A Civil Rights Movement leader and activist for more than 60 years, Dr. LaFayette
was arrested 30 times in his nonviolent pursuit of social justice and equality before
the law. He is a minister, educator, lecturer, and a noted authority on the strategy
of nonviolent social change. He co-founded the Student Nonviolent Coordinating Committee
(SNCC) in 1960 and was formally entrusted with its official leadership by Dr. Martin
Luther King, Jr. in 1967. He was a leader of the Nashville Movement Lunch Counter
Sit-ins in1960, the Freedom Rides in 1961 and directed the Alabama Voter Registration
Project in Selma in 1962. He was appointed National Program Administrator for the
Southern Christian Leadership Conference (SCLC) and National Coordinator of the Poor
People’s Campaign by Martin Luther King, Jr in 1968.
Dr. LaFayette has also served as Director of Justice and Peace in Latin America, Chairperson of the Consortium on Peace Research, Education, and Development, Director of PUSH Excel Institute, and minister of the Westminster Presbyterian Church in Tuskegee, Alabama.
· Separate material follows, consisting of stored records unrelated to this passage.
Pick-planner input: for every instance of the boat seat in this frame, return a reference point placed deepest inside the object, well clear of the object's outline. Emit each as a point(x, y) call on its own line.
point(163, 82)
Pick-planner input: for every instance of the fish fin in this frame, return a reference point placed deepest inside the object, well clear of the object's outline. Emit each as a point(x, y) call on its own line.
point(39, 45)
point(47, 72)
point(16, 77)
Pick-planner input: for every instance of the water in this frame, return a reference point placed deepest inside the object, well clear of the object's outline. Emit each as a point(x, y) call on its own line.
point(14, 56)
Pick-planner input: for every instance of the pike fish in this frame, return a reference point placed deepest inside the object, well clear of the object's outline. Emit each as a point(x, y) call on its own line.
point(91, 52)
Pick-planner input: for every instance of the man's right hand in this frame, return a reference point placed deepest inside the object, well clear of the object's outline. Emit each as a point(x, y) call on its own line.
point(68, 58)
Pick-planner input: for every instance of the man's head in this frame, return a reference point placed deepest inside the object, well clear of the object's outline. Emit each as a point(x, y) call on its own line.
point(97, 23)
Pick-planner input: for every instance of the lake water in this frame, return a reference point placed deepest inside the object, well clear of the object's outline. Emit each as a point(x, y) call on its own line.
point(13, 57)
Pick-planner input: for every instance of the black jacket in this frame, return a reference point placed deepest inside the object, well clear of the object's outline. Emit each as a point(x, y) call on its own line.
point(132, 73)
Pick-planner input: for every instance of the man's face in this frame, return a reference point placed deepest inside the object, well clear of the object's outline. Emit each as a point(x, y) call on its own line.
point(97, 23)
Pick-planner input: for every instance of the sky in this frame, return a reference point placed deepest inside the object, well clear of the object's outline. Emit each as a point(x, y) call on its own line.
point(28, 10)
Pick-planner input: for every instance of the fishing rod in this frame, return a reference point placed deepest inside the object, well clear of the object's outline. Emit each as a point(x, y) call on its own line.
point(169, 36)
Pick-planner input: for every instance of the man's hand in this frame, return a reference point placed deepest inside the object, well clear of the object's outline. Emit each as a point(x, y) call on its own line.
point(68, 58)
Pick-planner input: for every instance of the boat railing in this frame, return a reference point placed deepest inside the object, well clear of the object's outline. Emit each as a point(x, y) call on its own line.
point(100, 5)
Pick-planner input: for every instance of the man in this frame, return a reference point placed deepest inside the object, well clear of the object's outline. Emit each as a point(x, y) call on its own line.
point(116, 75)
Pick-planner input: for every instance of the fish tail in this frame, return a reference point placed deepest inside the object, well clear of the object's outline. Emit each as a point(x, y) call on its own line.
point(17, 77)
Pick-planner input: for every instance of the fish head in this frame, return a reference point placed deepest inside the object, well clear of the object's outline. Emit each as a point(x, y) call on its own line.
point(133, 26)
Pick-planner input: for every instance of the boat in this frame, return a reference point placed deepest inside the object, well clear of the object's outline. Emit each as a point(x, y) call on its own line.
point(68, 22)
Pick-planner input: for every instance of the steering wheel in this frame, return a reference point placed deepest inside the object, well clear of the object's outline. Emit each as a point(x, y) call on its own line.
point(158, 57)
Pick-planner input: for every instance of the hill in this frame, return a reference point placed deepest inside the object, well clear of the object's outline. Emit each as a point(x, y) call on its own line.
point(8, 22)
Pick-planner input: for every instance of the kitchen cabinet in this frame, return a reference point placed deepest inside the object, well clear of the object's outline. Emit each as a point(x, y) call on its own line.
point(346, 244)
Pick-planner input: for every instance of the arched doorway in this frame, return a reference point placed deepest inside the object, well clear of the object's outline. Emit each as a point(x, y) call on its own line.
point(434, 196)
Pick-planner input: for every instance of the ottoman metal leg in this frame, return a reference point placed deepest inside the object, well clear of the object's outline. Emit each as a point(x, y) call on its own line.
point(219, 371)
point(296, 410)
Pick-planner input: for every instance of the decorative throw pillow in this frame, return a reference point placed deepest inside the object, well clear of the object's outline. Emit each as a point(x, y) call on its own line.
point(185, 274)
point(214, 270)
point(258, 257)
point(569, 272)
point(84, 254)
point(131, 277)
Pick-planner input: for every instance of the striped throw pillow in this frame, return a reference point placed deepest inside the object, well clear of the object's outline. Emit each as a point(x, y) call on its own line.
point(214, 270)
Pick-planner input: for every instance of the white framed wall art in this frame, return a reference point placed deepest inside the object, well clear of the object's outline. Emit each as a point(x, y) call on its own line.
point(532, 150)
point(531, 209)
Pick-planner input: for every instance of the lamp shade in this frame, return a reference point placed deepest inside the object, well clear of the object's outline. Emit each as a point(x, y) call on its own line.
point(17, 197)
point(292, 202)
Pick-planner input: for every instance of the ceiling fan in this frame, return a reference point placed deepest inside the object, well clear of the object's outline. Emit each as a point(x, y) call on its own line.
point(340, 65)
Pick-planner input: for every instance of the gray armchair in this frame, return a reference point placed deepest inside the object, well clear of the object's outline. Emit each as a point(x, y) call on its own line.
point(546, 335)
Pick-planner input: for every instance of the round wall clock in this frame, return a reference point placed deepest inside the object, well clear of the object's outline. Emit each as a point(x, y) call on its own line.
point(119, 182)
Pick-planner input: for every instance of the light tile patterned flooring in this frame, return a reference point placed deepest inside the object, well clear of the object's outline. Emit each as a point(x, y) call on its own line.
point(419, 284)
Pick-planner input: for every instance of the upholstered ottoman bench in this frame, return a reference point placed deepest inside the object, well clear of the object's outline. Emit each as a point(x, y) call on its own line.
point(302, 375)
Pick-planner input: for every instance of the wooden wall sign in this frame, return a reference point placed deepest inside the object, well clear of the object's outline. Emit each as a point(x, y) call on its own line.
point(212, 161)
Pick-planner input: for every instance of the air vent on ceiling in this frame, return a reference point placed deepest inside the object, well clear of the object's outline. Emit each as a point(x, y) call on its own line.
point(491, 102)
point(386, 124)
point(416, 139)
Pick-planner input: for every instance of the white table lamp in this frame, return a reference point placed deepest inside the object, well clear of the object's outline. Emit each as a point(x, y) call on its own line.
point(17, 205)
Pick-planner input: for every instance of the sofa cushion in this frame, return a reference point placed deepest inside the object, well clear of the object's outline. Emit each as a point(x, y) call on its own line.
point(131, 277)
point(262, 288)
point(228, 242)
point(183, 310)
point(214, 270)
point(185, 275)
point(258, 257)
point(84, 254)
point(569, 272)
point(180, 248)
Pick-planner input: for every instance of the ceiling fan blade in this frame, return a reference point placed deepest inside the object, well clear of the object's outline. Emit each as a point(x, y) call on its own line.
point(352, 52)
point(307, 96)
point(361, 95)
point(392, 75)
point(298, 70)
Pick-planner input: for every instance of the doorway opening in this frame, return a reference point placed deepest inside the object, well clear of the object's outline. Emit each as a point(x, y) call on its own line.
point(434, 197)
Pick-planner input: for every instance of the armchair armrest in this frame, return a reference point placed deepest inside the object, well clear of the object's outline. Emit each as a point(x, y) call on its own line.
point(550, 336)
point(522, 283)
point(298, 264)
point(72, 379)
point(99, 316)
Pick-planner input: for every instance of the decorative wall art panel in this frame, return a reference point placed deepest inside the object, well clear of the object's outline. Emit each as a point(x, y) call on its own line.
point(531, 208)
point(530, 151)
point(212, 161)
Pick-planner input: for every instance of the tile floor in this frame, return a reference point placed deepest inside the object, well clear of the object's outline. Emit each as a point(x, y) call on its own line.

An ordained minister, Dr. LaFayette earned his B.A. from the American Baptist Theological Seminary in Nashville, Tennessee, and his Ed.M. and Ed.D. from Harvard University.
He is co-author of The Leaders Manual: A Structured Guide and Introduction to Kingian Nonviolence and the Curriculum and Training Manual for the Martin Luther King, Jr. Nonviolent Community Leadership Training Program. He is also the author of In Peace and Freedom: My Journey in Selma. Published in 2013, Congressman John Lewis wrote the foreword to the book, stating, "A powerful history of struggle, commitment, and hope. No one, but no one, who lived through the creation and development of the movement for voting rights in Selma is better prepared to tell this story than Bernard Lafayette himself." In May, 2014, In Peace and Freedom was honored with the prestigious Lillian Smith Book Award.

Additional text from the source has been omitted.